Prudence had walked the distance from her cabin to the centre of the small village of Durrand more times  than she could remember, and it was not long at all before it was behind her. From there the King’s Highway ran out generally eastward, although it wandered a little from south to north, on occasion, to find a footing on the driest land between the escarpment and Lake Ontario.

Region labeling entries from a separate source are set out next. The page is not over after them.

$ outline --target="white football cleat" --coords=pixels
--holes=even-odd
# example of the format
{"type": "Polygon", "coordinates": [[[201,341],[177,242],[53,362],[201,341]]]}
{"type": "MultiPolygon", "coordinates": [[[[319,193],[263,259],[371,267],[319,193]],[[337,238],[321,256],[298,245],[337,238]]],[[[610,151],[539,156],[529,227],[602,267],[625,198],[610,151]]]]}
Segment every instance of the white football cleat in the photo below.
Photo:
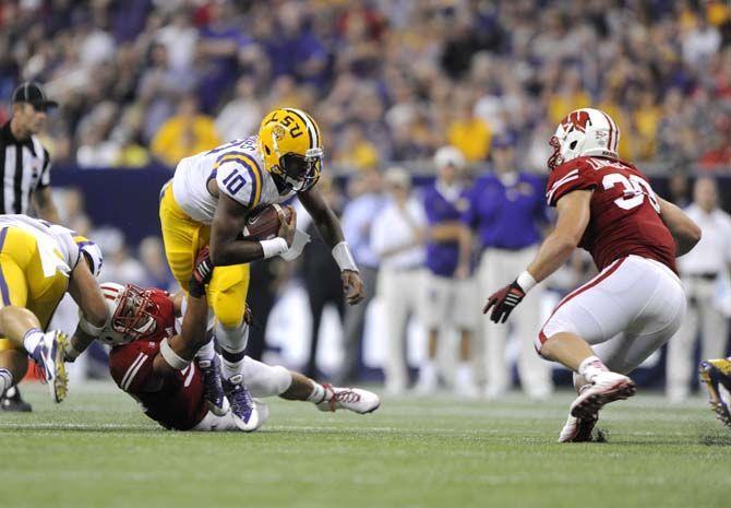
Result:
{"type": "Polygon", "coordinates": [[[254,405],[256,406],[256,413],[259,413],[259,421],[254,430],[259,430],[269,420],[269,406],[259,399],[254,399],[254,405]]]}
{"type": "Polygon", "coordinates": [[[44,374],[51,398],[55,402],[65,399],[69,391],[69,378],[63,363],[63,352],[67,347],[67,335],[58,330],[44,333],[31,357],[44,374]]]}
{"type": "Polygon", "coordinates": [[[589,442],[594,441],[591,432],[599,421],[599,414],[594,414],[589,418],[577,418],[568,415],[568,420],[561,429],[559,442],[589,442]]]}
{"type": "Polygon", "coordinates": [[[381,405],[381,399],[372,391],[360,388],[337,388],[323,385],[325,399],[317,404],[320,411],[348,410],[358,414],[372,413],[381,405]]]}
{"type": "Polygon", "coordinates": [[[628,399],[637,391],[635,382],[616,373],[599,373],[591,380],[589,388],[571,404],[571,415],[577,418],[591,420],[601,407],[616,400],[628,399]]]}

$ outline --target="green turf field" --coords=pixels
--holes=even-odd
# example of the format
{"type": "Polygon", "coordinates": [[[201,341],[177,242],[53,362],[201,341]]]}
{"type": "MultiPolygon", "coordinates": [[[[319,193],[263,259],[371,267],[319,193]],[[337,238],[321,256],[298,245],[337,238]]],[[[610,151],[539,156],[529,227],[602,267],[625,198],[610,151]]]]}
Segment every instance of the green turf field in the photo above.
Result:
{"type": "Polygon", "coordinates": [[[0,413],[3,508],[731,506],[731,430],[700,399],[640,393],[604,412],[609,442],[559,445],[568,392],[367,416],[274,400],[252,435],[161,430],[106,383],[26,394],[35,413],[0,413]]]}

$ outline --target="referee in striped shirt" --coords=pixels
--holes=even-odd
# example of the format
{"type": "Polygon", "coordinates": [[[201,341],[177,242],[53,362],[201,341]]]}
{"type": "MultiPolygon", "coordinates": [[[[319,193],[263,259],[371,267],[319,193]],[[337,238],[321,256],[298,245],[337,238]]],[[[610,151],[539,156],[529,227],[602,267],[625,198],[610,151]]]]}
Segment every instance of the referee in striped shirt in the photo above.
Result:
{"type": "MultiPolygon", "coordinates": [[[[58,224],[51,200],[50,157],[36,135],[46,123],[48,101],[37,83],[22,83],[13,92],[12,118],[0,129],[0,213],[23,213],[58,224]]],[[[0,399],[2,411],[31,411],[15,387],[0,399]]]]}

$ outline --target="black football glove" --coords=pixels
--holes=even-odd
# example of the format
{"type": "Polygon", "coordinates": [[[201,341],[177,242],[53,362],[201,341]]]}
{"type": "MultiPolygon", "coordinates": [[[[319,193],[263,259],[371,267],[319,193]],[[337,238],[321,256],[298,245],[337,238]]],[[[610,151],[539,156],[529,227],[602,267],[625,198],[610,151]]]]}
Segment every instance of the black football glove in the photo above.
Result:
{"type": "Polygon", "coordinates": [[[518,285],[518,281],[513,281],[488,298],[482,314],[488,314],[492,308],[490,320],[498,323],[505,322],[513,309],[523,302],[525,296],[526,292],[518,285]]]}
{"type": "Polygon", "coordinates": [[[213,262],[208,256],[208,248],[204,247],[195,258],[195,265],[193,267],[193,274],[188,284],[188,293],[193,298],[200,298],[205,295],[205,285],[211,282],[213,276],[213,262]]]}

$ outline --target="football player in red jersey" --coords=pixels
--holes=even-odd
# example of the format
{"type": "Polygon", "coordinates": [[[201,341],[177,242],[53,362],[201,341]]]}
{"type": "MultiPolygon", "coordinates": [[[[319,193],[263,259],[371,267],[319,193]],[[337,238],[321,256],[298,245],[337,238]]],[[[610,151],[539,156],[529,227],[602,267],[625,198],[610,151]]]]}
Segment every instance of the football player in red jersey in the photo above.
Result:
{"type": "Polygon", "coordinates": [[[505,322],[536,284],[578,246],[599,275],[570,293],[536,338],[538,353],[571,368],[578,397],[560,441],[591,440],[599,410],[632,397],[634,370],[678,330],[685,295],[675,257],[700,229],[656,196],[647,178],[621,161],[616,123],[598,109],[577,109],[551,138],[547,200],[558,210],[554,231],[515,281],[488,299],[483,312],[505,322]]]}
{"type": "MultiPolygon", "coordinates": [[[[182,330],[176,334],[176,318],[183,314],[182,293],[169,295],[161,290],[115,283],[101,284],[101,290],[111,318],[99,339],[113,344],[109,355],[111,376],[122,390],[141,402],[147,416],[166,428],[178,430],[261,427],[268,415],[265,404],[257,403],[255,427],[243,428],[227,404],[218,401],[216,390],[206,390],[201,364],[218,363],[218,357],[213,340],[203,347],[191,340],[192,334],[206,336],[205,327],[192,326],[207,321],[204,292],[190,292],[182,330]],[[170,344],[181,340],[190,345],[171,351],[170,344]],[[184,359],[192,358],[196,351],[195,361],[184,359]]],[[[370,391],[321,385],[301,374],[249,357],[244,358],[244,379],[255,397],[310,401],[322,411],[347,409],[362,414],[380,405],[378,395],[370,391]]]]}

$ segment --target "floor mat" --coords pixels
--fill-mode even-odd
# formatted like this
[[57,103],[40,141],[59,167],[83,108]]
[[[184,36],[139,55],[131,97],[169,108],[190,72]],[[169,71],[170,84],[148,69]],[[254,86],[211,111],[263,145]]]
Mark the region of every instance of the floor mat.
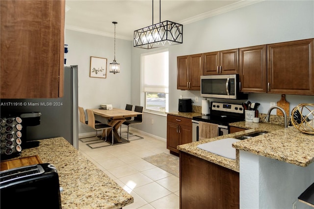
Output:
[[[127,140],[128,138],[128,132],[123,132],[121,133],[121,137],[124,139]],[[137,135],[134,135],[132,133],[129,133],[129,141],[134,141],[138,139],[142,139],[144,138],[138,136]]]
[[96,136],[95,136],[94,137],[79,138],[78,140],[83,143],[86,143],[86,142],[89,142],[90,141],[98,141],[99,140],[99,139],[96,138]]
[[105,141],[103,140],[98,140],[93,143],[90,143],[86,144],[86,145],[92,149],[100,148],[101,147],[107,147],[108,146],[111,146],[111,143]]
[[177,177],[179,177],[179,158],[177,156],[160,153],[144,157],[143,159]]

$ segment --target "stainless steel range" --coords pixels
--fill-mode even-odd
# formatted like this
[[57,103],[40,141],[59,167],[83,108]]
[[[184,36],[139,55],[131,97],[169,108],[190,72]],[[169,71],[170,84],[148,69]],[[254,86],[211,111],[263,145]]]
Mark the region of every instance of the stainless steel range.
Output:
[[212,102],[209,115],[193,117],[192,141],[199,139],[199,122],[218,125],[219,136],[229,133],[230,123],[245,120],[244,110],[242,105]]

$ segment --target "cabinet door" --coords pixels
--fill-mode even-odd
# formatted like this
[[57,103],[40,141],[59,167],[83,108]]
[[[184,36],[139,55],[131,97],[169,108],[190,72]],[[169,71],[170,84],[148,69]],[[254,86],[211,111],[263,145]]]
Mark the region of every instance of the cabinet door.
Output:
[[266,45],[241,48],[239,51],[240,90],[266,93]]
[[225,50],[219,52],[220,65],[222,74],[237,74],[238,69],[238,49]]
[[267,45],[267,91],[314,95],[314,39]]
[[180,144],[192,142],[192,127],[182,126],[180,129]]
[[203,74],[202,58],[201,53],[189,56],[189,90],[201,90],[201,75]]
[[203,75],[217,75],[219,65],[219,52],[214,52],[203,54]]
[[0,3],[0,98],[62,96],[65,1]]
[[180,144],[179,125],[175,123],[167,123],[167,149],[179,153],[177,146]]
[[188,55],[177,57],[177,88],[178,89],[188,89]]

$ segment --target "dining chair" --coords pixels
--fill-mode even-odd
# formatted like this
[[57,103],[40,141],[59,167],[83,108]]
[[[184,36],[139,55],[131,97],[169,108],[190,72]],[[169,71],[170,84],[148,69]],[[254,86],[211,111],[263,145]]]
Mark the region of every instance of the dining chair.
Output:
[[[85,115],[85,112],[84,111],[84,108],[81,106],[78,106],[78,112],[79,112],[79,121],[82,123],[84,125],[86,125],[87,126],[88,125],[88,121],[86,120],[86,116]],[[95,121],[95,124],[101,124],[102,122],[98,121]],[[90,138],[90,137],[94,137],[95,136],[97,136],[97,131],[96,131],[96,135],[95,136],[90,136],[89,137],[85,137],[85,138]]]
[[[126,105],[126,110],[130,110],[130,111],[132,111],[132,108],[133,108],[133,105],[132,104],[127,104],[127,105]],[[129,121],[130,120],[131,120],[132,119],[131,117],[129,117],[129,118],[126,118],[126,120],[127,121]],[[120,126],[120,135],[121,135],[121,126]]]
[[[143,113],[143,107],[141,106],[135,105],[134,111],[135,112]],[[128,136],[127,138],[128,141],[129,141],[129,128],[130,126],[131,125],[139,124],[142,123],[142,122],[143,122],[143,115],[141,114],[138,114],[134,117],[133,120],[130,120],[123,122],[122,124],[128,126]]]
[[[91,109],[86,109],[87,112],[87,117],[88,118],[88,121],[87,125],[88,126],[96,130],[96,132],[98,130],[105,130],[105,141],[107,140],[107,129],[111,130],[111,135],[112,141],[111,142],[111,145],[113,144],[113,127],[108,125],[108,124],[105,124],[104,123],[95,123],[95,115],[94,112]],[[104,136],[102,134],[102,140],[104,140]]]

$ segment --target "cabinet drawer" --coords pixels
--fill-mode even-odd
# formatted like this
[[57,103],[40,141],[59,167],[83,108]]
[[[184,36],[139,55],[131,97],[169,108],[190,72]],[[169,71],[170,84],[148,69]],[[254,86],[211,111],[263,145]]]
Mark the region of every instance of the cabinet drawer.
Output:
[[175,123],[177,124],[182,126],[192,127],[192,120],[190,118],[184,118],[183,117],[168,115],[167,116],[167,122]]

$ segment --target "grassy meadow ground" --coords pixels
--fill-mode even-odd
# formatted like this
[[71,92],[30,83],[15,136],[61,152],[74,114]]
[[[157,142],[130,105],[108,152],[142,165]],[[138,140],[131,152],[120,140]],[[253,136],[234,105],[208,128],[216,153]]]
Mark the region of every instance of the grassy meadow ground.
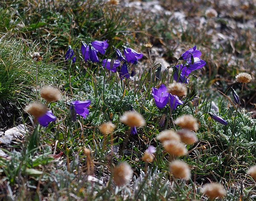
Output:
[[[0,200],[209,201],[202,190],[217,182],[226,193],[216,200],[256,200],[256,183],[247,174],[256,162],[255,1],[117,1],[0,0]],[[107,40],[99,62],[84,61],[81,41]],[[75,62],[65,61],[69,45]],[[183,105],[171,113],[168,104],[159,109],[152,88],[172,83],[178,59],[195,45],[206,65],[189,76]],[[123,80],[101,64],[110,59],[113,65],[114,47],[122,52],[122,45],[143,54],[128,66],[135,76]],[[38,62],[32,58],[35,52],[42,57]],[[47,127],[23,110],[36,100],[37,68],[38,91],[51,86],[62,95],[48,102],[38,93],[57,118]],[[252,76],[249,83],[236,82],[241,72]],[[72,121],[70,102],[87,100],[89,114]],[[120,121],[132,109],[145,121],[134,135]],[[198,140],[186,146],[187,154],[175,157],[157,136],[180,129],[172,119],[184,114],[197,119]],[[110,121],[116,128],[104,135],[99,126]],[[22,136],[3,140],[3,132],[22,124]],[[156,151],[145,162],[150,145]],[[188,164],[189,179],[170,172],[175,158]],[[113,177],[123,161],[133,173],[118,185]]]

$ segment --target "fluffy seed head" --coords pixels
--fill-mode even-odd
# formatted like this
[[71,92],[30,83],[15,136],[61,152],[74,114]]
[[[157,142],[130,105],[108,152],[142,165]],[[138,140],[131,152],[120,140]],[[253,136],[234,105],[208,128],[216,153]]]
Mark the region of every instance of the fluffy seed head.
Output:
[[24,111],[33,115],[35,117],[39,117],[45,114],[47,112],[47,107],[42,103],[35,102],[29,103],[24,109]]
[[131,127],[139,127],[146,124],[143,116],[135,111],[125,112],[123,116],[120,117],[120,121]]
[[48,102],[53,102],[60,100],[61,94],[57,88],[46,86],[41,90],[41,97]]
[[192,130],[197,130],[198,129],[197,119],[192,115],[189,114],[182,115],[178,117],[174,122],[183,128]]
[[217,11],[214,10],[213,8],[209,8],[206,10],[205,11],[205,14],[208,17],[216,17],[218,16],[218,13]]
[[160,133],[157,137],[157,139],[163,142],[166,140],[175,140],[180,142],[180,137],[173,130],[166,130]]
[[252,76],[246,73],[240,73],[236,76],[236,82],[250,82],[253,79]]
[[43,57],[40,56],[40,54],[39,52],[34,52],[33,53],[32,59],[34,62],[39,62],[41,61]]
[[185,144],[176,140],[167,140],[163,142],[166,151],[175,156],[181,156],[186,154],[187,151]]
[[170,164],[170,172],[175,178],[189,180],[191,175],[188,164],[182,161],[175,160]]
[[180,130],[177,131],[183,142],[191,144],[198,141],[195,133],[187,129]]
[[147,42],[144,44],[144,47],[147,48],[151,48],[153,47],[153,44],[150,42]]
[[207,184],[201,190],[202,193],[211,199],[222,198],[226,194],[223,186],[217,183]]
[[250,175],[255,181],[256,181],[256,165],[250,167],[247,170],[246,174]]
[[108,135],[112,133],[116,127],[116,125],[112,124],[112,122],[108,122],[103,123],[99,127],[99,129],[104,135]]
[[126,162],[123,162],[114,169],[113,178],[116,185],[123,186],[130,181],[133,173],[131,166]]
[[141,159],[145,162],[151,163],[154,161],[154,156],[148,151],[145,151]]
[[168,92],[177,96],[186,96],[187,89],[185,85],[180,82],[173,82],[167,87]]

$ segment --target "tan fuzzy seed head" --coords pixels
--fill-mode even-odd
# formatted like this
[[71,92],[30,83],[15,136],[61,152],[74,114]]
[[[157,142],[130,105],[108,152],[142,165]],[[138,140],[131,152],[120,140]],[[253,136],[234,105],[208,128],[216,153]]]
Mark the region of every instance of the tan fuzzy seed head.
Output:
[[58,89],[51,87],[46,86],[41,90],[41,97],[48,102],[58,101],[61,99],[61,94]]
[[99,129],[104,135],[108,135],[113,133],[116,127],[116,125],[112,124],[112,122],[109,122],[103,123],[99,127]]
[[185,144],[176,140],[167,140],[163,142],[166,151],[175,156],[181,156],[186,154],[187,150]]
[[250,167],[247,170],[246,174],[251,176],[254,181],[256,181],[256,165]]
[[236,82],[242,83],[250,82],[253,79],[252,76],[246,73],[240,73],[236,76]]
[[172,95],[177,96],[186,96],[187,88],[185,85],[180,82],[173,82],[167,87],[167,91]]
[[157,137],[157,139],[163,142],[166,140],[180,141],[180,137],[174,130],[166,130],[162,131]]
[[201,190],[202,193],[206,195],[211,199],[222,198],[226,194],[223,186],[217,183],[207,184]]
[[125,162],[117,165],[113,170],[113,178],[116,185],[123,186],[130,181],[133,171],[131,166]]
[[175,119],[174,122],[183,128],[192,130],[197,130],[198,129],[197,119],[192,115],[182,115]]
[[123,116],[120,117],[120,121],[131,127],[140,127],[146,124],[143,116],[135,111],[125,112]]
[[175,178],[189,180],[191,174],[188,164],[182,161],[175,160],[170,163],[170,172]]
[[26,112],[36,118],[44,114],[47,110],[47,107],[45,105],[38,102],[29,103],[24,109]]
[[154,161],[154,156],[148,152],[145,151],[141,159],[144,162],[151,163]]
[[180,137],[181,141],[185,144],[191,144],[198,141],[195,133],[189,130],[180,130],[177,133]]

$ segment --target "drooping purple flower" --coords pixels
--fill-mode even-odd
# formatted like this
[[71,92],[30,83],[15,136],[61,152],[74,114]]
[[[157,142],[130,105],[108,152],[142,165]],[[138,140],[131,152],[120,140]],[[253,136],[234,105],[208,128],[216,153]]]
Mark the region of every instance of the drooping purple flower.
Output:
[[107,42],[108,40],[106,40],[105,41],[95,40],[92,42],[91,44],[96,50],[99,51],[102,54],[104,54],[106,52],[106,49],[108,47]]
[[198,50],[196,49],[196,46],[195,45],[193,48],[189,49],[182,54],[180,58],[180,60],[186,60],[190,59],[191,55],[193,55],[194,58],[200,57],[202,53]]
[[53,122],[57,119],[51,110],[47,110],[46,113],[38,118],[38,121],[40,125],[44,127],[47,127],[50,122]]
[[[71,113],[73,110],[75,110],[77,114],[80,115],[84,119],[86,116],[89,114],[89,110],[87,108],[90,104],[90,100],[86,100],[85,101],[81,101],[79,100],[72,101],[71,102],[70,108],[71,110]],[[74,117],[71,117],[73,119],[74,119]]]
[[91,61],[93,62],[99,62],[99,58],[97,55],[98,51],[91,45],[82,42],[81,52],[86,62]]
[[70,45],[68,45],[68,47],[67,48],[67,51],[65,54],[65,60],[67,61],[67,60],[70,60],[72,59],[72,61],[73,62],[76,62],[76,57],[72,57],[74,55],[74,51],[71,48]]
[[131,63],[137,63],[138,62],[138,59],[141,59],[143,57],[143,54],[141,53],[138,53],[134,50],[129,48],[124,47],[125,56],[126,60]]
[[234,99],[234,102],[238,105],[239,105],[240,99],[239,96],[232,87],[231,87],[231,89],[232,89],[232,96],[233,97],[233,99]]
[[158,89],[154,87],[152,88],[152,95],[154,99],[156,105],[160,109],[166,105],[169,94],[167,92],[166,87],[163,84],[161,85]]
[[212,119],[218,122],[220,124],[223,124],[223,125],[227,125],[227,122],[223,119],[220,116],[217,116],[216,114],[212,113],[211,112],[207,112],[207,113],[209,114]]
[[179,97],[175,95],[170,93],[170,107],[172,110],[175,110],[178,105],[183,105],[184,102],[180,100]]
[[131,127],[131,135],[134,136],[137,134],[137,129],[136,126]]
[[148,147],[145,151],[151,154],[153,154],[156,151],[157,151],[157,149],[155,148],[153,146],[150,145]]
[[122,53],[121,53],[120,50],[117,48],[116,49],[116,57],[117,57],[117,59],[120,61],[122,61],[123,60],[125,60],[125,57],[124,57],[122,55]]
[[102,67],[106,68],[107,69],[111,71],[112,72],[116,72],[116,68],[120,65],[120,62],[118,60],[115,60],[113,63],[113,66],[111,66],[111,61],[112,59],[108,59],[108,60],[103,59],[102,62]]
[[121,79],[123,79],[125,77],[128,79],[130,77],[130,74],[129,74],[129,72],[128,72],[127,65],[125,62],[121,67],[121,70],[119,72],[119,77],[120,77]]

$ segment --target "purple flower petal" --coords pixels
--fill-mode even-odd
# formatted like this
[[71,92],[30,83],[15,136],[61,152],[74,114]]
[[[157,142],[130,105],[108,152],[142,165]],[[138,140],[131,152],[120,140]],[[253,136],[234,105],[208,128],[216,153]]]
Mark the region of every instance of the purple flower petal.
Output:
[[45,114],[39,116],[37,119],[41,126],[47,127],[50,122],[55,121],[56,119],[56,116],[52,114],[52,112],[48,110]]

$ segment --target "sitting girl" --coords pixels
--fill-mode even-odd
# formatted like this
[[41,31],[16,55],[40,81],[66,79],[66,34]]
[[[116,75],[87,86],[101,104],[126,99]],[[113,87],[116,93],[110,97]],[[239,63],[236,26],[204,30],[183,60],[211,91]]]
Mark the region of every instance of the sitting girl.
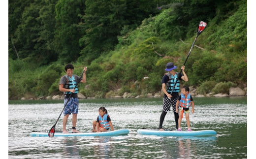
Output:
[[92,132],[107,131],[110,127],[112,130],[114,131],[111,120],[109,115],[107,114],[107,109],[103,106],[100,107],[98,109],[98,114],[97,120],[93,122],[94,129]]

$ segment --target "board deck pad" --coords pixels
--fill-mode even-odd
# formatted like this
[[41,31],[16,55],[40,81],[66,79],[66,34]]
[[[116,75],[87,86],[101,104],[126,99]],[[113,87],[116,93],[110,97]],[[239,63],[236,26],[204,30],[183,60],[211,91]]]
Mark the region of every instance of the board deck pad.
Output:
[[[102,132],[81,132],[81,133],[63,133],[62,132],[55,132],[55,137],[68,137],[68,136],[119,136],[126,135],[129,133],[129,130],[123,129]],[[48,132],[32,132],[30,133],[30,136],[32,137],[48,137]]]
[[169,136],[211,136],[217,134],[216,131],[212,130],[204,130],[199,131],[159,131],[156,129],[139,129],[137,133],[140,135]]

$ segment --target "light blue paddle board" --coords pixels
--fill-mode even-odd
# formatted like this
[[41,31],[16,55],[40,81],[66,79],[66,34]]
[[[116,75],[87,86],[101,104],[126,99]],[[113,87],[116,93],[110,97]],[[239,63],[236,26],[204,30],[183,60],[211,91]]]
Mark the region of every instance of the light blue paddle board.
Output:
[[139,129],[137,130],[137,133],[140,135],[157,135],[157,136],[215,136],[216,131],[211,130],[199,130],[199,131],[159,131],[159,130]]
[[[55,137],[69,137],[69,136],[119,136],[126,135],[129,133],[129,130],[123,129],[114,131],[109,131],[102,132],[81,132],[63,133],[55,132]],[[33,137],[48,137],[48,132],[32,132],[30,136]]]

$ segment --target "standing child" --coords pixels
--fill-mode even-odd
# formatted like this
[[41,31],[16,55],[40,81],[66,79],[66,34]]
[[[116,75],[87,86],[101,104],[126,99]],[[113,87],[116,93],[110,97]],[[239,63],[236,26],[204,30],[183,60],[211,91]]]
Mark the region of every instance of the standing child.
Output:
[[190,88],[188,86],[183,86],[181,89],[181,95],[179,96],[177,101],[176,111],[178,113],[178,106],[179,106],[179,117],[178,121],[179,128],[177,131],[181,131],[181,120],[183,118],[183,113],[185,113],[187,125],[188,125],[188,131],[191,131],[190,128],[190,107],[192,106],[192,113],[194,113],[194,101],[192,96],[190,94]]
[[110,127],[114,131],[111,120],[109,115],[107,114],[107,109],[103,106],[100,107],[98,109],[98,114],[97,120],[93,122],[94,129],[92,132],[107,131]]

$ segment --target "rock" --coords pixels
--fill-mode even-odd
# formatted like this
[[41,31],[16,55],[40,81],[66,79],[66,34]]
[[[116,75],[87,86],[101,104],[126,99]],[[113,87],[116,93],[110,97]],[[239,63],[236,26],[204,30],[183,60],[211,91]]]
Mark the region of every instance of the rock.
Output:
[[195,97],[204,97],[204,95],[197,95]]
[[218,94],[213,95],[213,96],[214,96],[214,97],[228,97],[228,95],[227,94]]
[[79,99],[86,99],[86,97],[85,97],[85,96],[84,96],[84,95],[83,95],[81,93],[78,93],[77,94],[77,96],[78,97]]
[[148,93],[148,95],[147,95],[147,97],[152,98],[153,97],[153,95],[152,95],[152,94]]
[[239,87],[229,89],[229,96],[245,96],[245,92]]

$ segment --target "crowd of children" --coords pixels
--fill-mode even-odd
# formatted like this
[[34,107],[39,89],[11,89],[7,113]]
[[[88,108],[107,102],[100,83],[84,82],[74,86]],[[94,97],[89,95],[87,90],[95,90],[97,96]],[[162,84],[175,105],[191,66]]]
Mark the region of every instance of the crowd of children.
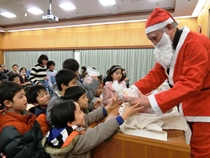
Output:
[[[18,65],[13,67],[16,70]],[[41,55],[29,79],[26,68],[22,68],[21,73],[10,72],[8,81],[0,81],[2,157],[91,157],[92,148],[115,133],[124,120],[142,110],[138,105],[127,107],[122,116],[87,129],[122,104],[111,84],[117,80],[125,85],[123,69],[112,66],[104,86],[101,75],[83,72],[79,80],[79,63],[75,59],[66,59],[58,72],[54,67],[53,61]],[[42,82],[46,78],[52,81],[49,86]],[[21,80],[30,81],[30,85],[23,86]]]

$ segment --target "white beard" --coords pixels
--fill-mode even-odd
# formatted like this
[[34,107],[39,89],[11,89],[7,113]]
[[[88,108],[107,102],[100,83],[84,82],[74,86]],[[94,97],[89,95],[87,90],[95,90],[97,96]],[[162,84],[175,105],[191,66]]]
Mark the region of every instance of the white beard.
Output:
[[154,45],[155,58],[158,63],[160,63],[164,68],[167,68],[171,64],[171,59],[173,56],[172,42],[169,36],[164,32],[160,41]]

It had been a well travelled route even before the first settlers had arrived and, although but a dirt road, it was the best and quickest way to walk the long distance.

Twice a day, stagecoaches passed along the highway, from Queenston all the way to York, or the reverse. The whole journey took some 17 hours, but none could not stand the bumping and lurching that far, and horses and drivers were both changed at Durrand. Half such a trip on Upper Canada’s roads was no joy for travellers in those days. A barefoot walk would spare Prudy and the baby an ordeal, nor would the girl be much wearier at the end of it.

At Big Creek Prudy faced her first real challenge; ’til then, the road had been mostly level, but that stream lay at the bottom of a deep gorge, about a quarter of a mile wide. The road ran steeply down to the water, and then climbed again quickly on the far side of the ford; she felt a little breathless by the time the road levelled out again. Less than a mile to the east lay the Gage’s farm; a fine piece of land, their front garden marked the high-watermark of the American invasion that was beaten back just before Prudence was born. Their house lay on the far side of the Stoney Creek, as they called it, but the Gages had built a bridge across the small stream.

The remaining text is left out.